WE SPENT THE FINAL part of the hour before engine-starting time sitting in a circle on our parachutes at the rear of the plane. This was not a “get one for the Gipper” or “twenty centuries of history look down upon you” atmosphere; this was a circle of friends who had worked together for some time, getting last words said. We decided to pile all the movable weight into the radio room, just aft of the bomb bays, to have a better weight distribution for takeoff. Ward Simonson, as crew medic, offered Neo-Synephrine drops to anyone who needed to unplug his sinuses. Joe Ashby would normally notify us that he had activated the bombs, which would allow them to explode upon impact. Sometimes there was some joking about somebody forgetting his dog tags so he wouldn’t be able to go or a lament about a missed pass to London because of the mission. About ten minutes before engine time, Bill and I slid into our seats and started to get everything comfortable for the trip. It was now light enough to see the other aircraft clearly. We located our squadron leader and decided to taxi right behind him when he moved out; he was leading the low squadron (the one on the group’s left flank), and I was flying on his right wing.

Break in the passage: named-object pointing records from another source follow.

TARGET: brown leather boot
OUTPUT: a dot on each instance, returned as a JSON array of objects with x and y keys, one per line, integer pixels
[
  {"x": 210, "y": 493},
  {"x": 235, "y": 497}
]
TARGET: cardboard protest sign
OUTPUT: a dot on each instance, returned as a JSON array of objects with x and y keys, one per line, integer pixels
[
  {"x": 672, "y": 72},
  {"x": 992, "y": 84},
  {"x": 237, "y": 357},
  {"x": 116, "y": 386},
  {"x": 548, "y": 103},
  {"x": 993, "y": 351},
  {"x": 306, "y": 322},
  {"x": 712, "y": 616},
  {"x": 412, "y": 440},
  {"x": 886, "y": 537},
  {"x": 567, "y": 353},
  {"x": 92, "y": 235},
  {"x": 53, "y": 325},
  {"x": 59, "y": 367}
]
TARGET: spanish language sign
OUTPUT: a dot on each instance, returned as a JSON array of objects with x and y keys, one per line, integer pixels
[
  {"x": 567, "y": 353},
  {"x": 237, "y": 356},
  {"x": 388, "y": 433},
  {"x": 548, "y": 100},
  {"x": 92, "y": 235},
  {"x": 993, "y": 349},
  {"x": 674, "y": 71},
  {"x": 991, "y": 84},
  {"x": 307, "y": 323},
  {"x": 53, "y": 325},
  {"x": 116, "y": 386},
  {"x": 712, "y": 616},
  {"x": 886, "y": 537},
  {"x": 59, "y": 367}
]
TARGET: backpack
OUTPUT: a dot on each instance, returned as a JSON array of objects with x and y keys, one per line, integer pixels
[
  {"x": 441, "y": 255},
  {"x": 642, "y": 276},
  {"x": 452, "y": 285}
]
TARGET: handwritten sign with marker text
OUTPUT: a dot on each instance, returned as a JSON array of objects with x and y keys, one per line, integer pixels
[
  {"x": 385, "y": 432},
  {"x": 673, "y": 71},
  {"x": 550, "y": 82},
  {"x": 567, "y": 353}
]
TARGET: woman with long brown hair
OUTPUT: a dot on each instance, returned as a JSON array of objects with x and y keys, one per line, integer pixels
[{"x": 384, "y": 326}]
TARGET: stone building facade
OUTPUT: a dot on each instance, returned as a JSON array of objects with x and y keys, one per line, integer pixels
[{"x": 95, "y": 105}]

Bill reached for the starter switches, and the aerodrome exploded with sound as the Wright Cyclone engines roared into life.

We checked our watches, and Bill reached for the starter switches. The aerodrome exploded with sound as Wright Cyclone engines roared into life. From the tower a white light arched upward, with two stars falling from it, a needless signal. We started all four of our engines and checked oil pressures. The plug to the auxiliary ground-power unit was pulled, and after a thumbs-up signal exchanged with the ground crew, the brakes were released and the plane rolled slowly forward.

When the leader reached the takeoff runway, he stopped, turned his tail so that his prop-wash would not blow a cloud of stones into another plane, and started his pre-takeoff check. One by one, all the B-17s followed his example. When we had turned our plane at an angle, Bill and I checked our engines, with Mickey overlooking the procedure from his perch on a jump seat suspended between the two pilot seats. Nothing about the engine performance appeared out of the ordinary. We prepared the aircraft for takeoff configuration—fuel booster pumps on, fuel/air mixture in automatic rich, propellers in full rpm, engine cowl flaps open, wing flaps up—and gave other aircraft systems a final check.